#29585 closed defect (fixed)
Remove DESTDIR staging for Python packages to eliminate race conditions during Python package installations
Reported by: | mkoeppe | Owned by: | |
---|---|---|---|
Priority: | critical | Milestone: | sage-9.4 |
Component: | build | Keywords: | sd111 |
Cc: | jhpalmieri, dimpase, embray, gh-kliem | Merged in: | |
Authors: | Matthias Koeppe | Reviewers: | John Palmieri |
Report Upstream: | N/A | Work issues: | |
Branch: | c3eeb69 (Commits, GitHub, GitLab) | Commit: | |
Dependencies: | Stopgaps: |
Description (last modified by )
Follow-up from #26018:
Declaring some Python packages as PYTHON_TOOLCHAIN helped somewhat, but there are more race conditions with the same failure mechanism: Some Python package byte-compiles modules from a half-installed package, and then finishing the installation of that fails.
Of course, the high parallelization in my automatic runs on GitHub provoke these kinds of errors. But this should be fixed nevertheless.

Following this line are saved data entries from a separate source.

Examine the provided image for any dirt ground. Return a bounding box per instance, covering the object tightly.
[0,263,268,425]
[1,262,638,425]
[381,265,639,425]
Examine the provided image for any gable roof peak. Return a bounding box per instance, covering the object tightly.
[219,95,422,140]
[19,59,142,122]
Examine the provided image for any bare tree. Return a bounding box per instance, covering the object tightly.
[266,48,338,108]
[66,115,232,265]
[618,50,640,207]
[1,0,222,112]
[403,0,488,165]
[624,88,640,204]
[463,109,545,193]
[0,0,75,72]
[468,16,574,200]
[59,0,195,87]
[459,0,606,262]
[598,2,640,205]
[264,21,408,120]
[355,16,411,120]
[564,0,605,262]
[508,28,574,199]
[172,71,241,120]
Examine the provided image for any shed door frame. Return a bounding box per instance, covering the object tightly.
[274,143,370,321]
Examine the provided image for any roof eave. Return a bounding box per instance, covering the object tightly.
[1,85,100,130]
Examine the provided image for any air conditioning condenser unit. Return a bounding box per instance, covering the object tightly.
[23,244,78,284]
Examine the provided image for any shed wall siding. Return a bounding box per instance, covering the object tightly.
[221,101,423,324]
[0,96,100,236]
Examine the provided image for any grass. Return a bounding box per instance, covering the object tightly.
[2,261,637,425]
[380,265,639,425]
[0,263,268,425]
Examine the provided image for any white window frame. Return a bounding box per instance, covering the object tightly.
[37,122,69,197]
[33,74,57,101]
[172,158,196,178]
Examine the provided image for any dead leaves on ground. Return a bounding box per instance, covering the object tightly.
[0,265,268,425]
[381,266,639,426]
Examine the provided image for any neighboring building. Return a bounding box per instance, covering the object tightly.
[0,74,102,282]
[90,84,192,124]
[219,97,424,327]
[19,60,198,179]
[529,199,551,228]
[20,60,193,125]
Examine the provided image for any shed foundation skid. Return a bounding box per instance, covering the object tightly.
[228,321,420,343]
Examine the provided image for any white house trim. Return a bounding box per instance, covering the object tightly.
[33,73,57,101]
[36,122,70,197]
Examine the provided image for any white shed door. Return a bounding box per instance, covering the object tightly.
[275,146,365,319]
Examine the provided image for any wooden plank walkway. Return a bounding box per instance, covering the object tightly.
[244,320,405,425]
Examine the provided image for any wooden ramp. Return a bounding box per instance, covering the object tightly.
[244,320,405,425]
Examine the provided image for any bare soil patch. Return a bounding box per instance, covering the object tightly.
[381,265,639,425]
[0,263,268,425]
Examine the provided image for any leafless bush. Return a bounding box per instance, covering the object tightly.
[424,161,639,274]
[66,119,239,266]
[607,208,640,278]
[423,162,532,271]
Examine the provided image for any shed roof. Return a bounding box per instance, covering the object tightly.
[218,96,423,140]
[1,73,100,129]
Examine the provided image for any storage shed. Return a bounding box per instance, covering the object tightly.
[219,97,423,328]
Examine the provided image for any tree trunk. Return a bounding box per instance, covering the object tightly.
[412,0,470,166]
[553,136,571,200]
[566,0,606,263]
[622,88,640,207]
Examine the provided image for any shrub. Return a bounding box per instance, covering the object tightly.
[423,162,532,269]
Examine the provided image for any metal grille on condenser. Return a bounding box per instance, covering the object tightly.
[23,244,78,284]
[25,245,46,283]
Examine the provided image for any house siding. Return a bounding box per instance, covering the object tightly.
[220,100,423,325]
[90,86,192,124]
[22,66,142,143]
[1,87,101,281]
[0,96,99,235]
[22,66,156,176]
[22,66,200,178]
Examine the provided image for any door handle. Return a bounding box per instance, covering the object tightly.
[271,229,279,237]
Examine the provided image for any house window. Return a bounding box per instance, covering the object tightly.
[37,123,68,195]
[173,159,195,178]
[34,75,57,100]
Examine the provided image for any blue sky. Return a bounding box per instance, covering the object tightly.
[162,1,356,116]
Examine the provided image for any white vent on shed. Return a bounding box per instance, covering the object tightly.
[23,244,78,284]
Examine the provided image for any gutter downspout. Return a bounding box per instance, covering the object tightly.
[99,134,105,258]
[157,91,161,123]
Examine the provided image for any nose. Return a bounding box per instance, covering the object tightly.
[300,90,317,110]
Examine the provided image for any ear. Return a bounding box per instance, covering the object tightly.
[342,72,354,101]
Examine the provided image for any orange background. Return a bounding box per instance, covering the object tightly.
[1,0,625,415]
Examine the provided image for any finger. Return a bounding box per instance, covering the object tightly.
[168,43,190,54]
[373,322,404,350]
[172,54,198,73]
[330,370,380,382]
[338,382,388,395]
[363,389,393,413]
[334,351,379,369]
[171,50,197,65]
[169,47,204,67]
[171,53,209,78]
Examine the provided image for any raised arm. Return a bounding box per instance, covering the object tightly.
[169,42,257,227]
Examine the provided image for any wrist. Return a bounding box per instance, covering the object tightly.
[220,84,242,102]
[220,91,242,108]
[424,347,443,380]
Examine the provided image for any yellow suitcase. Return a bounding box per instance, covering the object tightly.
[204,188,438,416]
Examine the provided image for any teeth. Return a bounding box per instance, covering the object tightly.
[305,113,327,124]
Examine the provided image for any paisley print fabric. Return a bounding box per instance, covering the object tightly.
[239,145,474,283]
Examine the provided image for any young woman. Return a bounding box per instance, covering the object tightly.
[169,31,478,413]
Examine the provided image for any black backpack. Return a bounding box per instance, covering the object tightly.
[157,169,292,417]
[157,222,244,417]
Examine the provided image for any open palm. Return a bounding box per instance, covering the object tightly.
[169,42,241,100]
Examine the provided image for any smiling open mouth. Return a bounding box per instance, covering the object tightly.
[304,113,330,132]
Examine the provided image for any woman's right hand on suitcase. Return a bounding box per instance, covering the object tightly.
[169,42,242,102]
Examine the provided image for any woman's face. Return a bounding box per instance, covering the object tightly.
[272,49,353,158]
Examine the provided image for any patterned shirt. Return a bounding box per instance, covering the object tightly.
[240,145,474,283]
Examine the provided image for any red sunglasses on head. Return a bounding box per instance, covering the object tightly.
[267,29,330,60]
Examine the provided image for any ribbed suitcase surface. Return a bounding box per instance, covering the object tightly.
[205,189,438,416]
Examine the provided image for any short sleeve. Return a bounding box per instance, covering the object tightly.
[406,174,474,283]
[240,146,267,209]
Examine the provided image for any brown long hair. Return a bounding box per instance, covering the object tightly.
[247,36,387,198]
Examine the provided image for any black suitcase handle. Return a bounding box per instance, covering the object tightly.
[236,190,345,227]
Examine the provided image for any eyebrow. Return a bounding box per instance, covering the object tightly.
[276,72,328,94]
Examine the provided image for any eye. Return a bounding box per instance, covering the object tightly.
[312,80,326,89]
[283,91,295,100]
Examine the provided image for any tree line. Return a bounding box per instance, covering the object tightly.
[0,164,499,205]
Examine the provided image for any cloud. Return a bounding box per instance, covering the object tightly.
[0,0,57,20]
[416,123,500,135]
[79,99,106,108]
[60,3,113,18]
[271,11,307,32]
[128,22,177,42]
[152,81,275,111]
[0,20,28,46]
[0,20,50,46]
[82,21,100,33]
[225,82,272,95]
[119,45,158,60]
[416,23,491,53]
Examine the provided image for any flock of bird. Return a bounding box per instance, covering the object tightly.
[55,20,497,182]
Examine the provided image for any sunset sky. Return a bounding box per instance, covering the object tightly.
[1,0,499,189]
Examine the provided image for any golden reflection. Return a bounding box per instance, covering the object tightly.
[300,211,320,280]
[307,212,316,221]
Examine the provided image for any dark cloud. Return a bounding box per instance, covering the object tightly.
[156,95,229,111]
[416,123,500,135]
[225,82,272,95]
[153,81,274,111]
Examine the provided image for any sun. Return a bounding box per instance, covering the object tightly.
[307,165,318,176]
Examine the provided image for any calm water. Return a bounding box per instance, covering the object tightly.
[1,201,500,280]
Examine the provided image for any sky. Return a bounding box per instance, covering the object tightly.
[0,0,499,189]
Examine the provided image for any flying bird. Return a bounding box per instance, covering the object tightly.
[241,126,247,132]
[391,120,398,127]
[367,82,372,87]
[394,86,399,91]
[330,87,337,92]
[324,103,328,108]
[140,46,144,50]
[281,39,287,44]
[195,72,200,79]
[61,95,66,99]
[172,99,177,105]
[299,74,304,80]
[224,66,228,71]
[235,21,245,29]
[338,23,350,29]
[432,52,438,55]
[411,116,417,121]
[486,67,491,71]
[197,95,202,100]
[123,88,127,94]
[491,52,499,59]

See https://github.com/mkoeppe/sage/runs/618645992
[backports_shutil_get_terminal_size-1.0.0.p1] cp: cannot create regular file '/sage/local/./lib/python2.7/site-packages/backports/__init__.py': File exists [backports_shutil_get_terminal_size-1.0.0.p1] ************************************************************************ [backports_shutil_get_terminal_size-1.0.0.p1] Error copying files for backports_shutil_get_terminal_size-1.0.0.p1. [backports_shutil_get_terminal_size-1.0.0.p1] ************************************************************************ [backports_ssl_match_hostname-3.5.0.1.p0] error installing, exit status 1. End of log file: [backports_shutil_get_terminal_size-1.0.0.p1] Full log file: /sage/logs/pkgs/backports_shutil_get_terminal_size-1.0.0.p1.log [backports_ssl_match_hostname-3.5.0.1.p0] Copying package files from temporary location /sage/local/var/tmp/sage/build/backports_ssl_match_hostname-3.5.0.1.p0/inst to /sage/local [backports_ssl_match_hostname-3.5.0.1.p0] cp: cannot create regular file '/sage/local/./lib/python2.7/site-packages/backports/__init__.pyc': File exists [backports_ssl_match_hostname-3.5.0.1.p0] ************************************************************************ [backports_ssl_match_hostname-3.5.0.1.p0] Error copying files for backports_ssl_match_hostname-3.5.0.1.p0. [backports_ssl_match_hostname-3.5.0.1.p0] ************************************************************************ [backports_ssl_match_hostname-3.5.0.1.p0] Full log file: /sage/logs/pkgs/backports_ssl_match_hostname-3.5.0.1.p0.log
Another occurrence on Cygwin: https://github.com/mkoeppe/sage/runs/638920131?check_suite_focus=true
Another occurrence: #30831
A new one thanks to recent pip
's opportunistic use of tornado
:
[tornado-6.0.4] real 0m11.342s [tornado-6.0.4] user 0m2.041s [tornado-6.0.4] sys 0m0.380s [tornado-6.0.4] Copying package files from temporary location /sage/local/var/tmp/sage/build/tornado-6.0.4/inst to /sage/local [tornado-6.0.4] cp: cannot create directory '/sage/local/./lib/python3.9/site-packages/tornado/__pycache__': File exists [tornado-6.0.4] ************************************************************************
https://github.com/sagemath/sage/runs/2879682001
In this ticket, we remove the DESTDIR
staging for Python packages. It has been redundant since we moved to installing packages via wheels.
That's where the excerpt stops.